Abstract: Various testing methods for adhesive strength are prescribed in JIS; however, no testing method has been established for conditions in which a singular stress field does not exist. In general, material strength should be evaluated using smooth specimens that provide a uniform stress distribution. In adhesive strength evaluation, however, all bonded specimens inherently contain a singular stress field, and its intensity (ISSF) varies depending on the adhesive layer geometry. This is the fundamental reason why adhesive strength depends on adhesive layer configuration.
In this study, a protruded butt joint is proposed to obtain a constant interfacial stress distribution. Using this configuration, the ideal adhesive strength under a uniform interfacial stress condition without local stress concentration was clarified. While the adhesive strength of conventional butt joints strongly depends on the adhesive layer thickness h, the proposed joint exhibits thickness-independent strength, remaining constant at a critical stress of σ_B=47.7MPa.
Furthermore, for the JIS butt joint, it was found that the failure mechanism can be classified at a boundary thickness of h=0.1mm into failure governed by internal stress and that governed by the singular stress field. When fracture is controlled by the singular stress field, failure is considered to initiate at a distance of r_B=14.7" " μ"m" from the adhesive edge, determined by evaluating the region (process zone) where the average stress reaches the inherent joint strength σ_B=47.7MPa. This value agrees well with previously reported fracture initiation locations in square-column butt joints, supporting the validity of the proposed evaluation method.
The key contribution of this study is the proposal of an adhesive test specimen in which the singular stress field is eliminated, enabling identification of an ideal maximum strength independent of adhesive geometry, namely the ideal adhesive strength. This finding clarifies the mechanical essence of adhesive strength and the influence of singular stress fields, and is expected to contribute to improving the reliability of adhesive joint design.

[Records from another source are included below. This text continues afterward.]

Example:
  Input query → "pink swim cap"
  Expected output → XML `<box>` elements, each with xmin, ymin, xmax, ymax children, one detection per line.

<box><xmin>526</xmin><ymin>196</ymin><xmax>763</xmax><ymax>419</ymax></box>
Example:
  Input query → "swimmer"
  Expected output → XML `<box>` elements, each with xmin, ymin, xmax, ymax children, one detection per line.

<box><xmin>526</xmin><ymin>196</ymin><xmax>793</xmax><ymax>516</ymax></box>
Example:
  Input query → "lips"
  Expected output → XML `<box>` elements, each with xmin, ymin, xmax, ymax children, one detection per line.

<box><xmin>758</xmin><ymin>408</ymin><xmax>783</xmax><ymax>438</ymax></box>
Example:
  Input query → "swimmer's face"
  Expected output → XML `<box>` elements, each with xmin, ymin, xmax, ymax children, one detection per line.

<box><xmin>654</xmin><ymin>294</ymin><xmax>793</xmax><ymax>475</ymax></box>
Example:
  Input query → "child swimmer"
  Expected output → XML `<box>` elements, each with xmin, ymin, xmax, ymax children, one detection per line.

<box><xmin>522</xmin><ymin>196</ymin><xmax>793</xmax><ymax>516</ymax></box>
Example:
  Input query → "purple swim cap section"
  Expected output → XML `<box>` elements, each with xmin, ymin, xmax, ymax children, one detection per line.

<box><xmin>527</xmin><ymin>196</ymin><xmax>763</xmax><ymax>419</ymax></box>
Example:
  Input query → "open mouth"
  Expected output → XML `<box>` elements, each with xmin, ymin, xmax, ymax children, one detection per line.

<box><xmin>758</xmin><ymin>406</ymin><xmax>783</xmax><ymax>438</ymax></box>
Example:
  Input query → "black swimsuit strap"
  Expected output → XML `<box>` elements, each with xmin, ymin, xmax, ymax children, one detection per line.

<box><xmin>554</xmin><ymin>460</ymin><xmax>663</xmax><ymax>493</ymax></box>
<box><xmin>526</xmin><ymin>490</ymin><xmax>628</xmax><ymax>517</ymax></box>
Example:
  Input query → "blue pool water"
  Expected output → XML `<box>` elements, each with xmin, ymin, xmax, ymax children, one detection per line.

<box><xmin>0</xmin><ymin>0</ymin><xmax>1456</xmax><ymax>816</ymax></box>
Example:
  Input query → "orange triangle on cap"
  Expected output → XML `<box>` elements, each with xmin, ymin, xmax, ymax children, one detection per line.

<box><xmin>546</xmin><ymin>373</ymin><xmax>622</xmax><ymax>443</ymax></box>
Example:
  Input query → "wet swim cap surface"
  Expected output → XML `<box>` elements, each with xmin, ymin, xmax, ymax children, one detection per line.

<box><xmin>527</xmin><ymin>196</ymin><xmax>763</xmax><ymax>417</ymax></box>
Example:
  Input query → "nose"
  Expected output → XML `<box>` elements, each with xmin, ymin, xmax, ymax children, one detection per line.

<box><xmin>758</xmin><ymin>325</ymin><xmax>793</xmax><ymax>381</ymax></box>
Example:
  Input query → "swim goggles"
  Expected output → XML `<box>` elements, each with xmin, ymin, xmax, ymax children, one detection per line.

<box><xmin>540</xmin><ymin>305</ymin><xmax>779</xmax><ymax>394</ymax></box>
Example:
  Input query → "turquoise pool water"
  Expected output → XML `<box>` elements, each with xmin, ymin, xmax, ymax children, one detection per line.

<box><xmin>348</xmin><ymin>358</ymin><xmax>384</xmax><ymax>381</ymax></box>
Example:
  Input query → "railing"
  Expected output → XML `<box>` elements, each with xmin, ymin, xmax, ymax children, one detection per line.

Biography: Professor Kazuhiro Oda is a faculty member in the Mechanical Engineering Program, Faculty of Science and Technology, Oita University. He received his Ph.D. in Engineering from Kyushu Institute of Technology in 1995. His research interests include strength of materials, elasticity, and fracture mechanics, with a particular focus on stress analysis and singular stress fields at dissimilar material interfaces and strength design of adhesive structures. After completing his doctoral studies in 1995, he served as a Research Fellow of the Japan Society for the Promotion of Science (JSPS) and later joined Tokuyama College of Technology, where he held positions as Associate Professor and Professor. In 2012, he moved to Oita University as Professor in the Faculty of Engineering (now the Faculty of Science and Technology). He is currently engaged in research on advanced strength evaluation methods for adhesive joints and stress intensity factor analysis for orthotropic dissimilar materials. Professor Oda also serves as Special Assistant to the President for Industry–Academia Collaboration, promoting partnerships between the university and industry. He was a Board Member of the Society of Materials Science, Japan (2020–2024). With numerous publications and contributions, he is recognized as one of the leading researchers in fracture mechanics–based design of dissimilar material joints. In 2025, he received the Society of Automotive Engineers of Japan’s Technical Paper Award.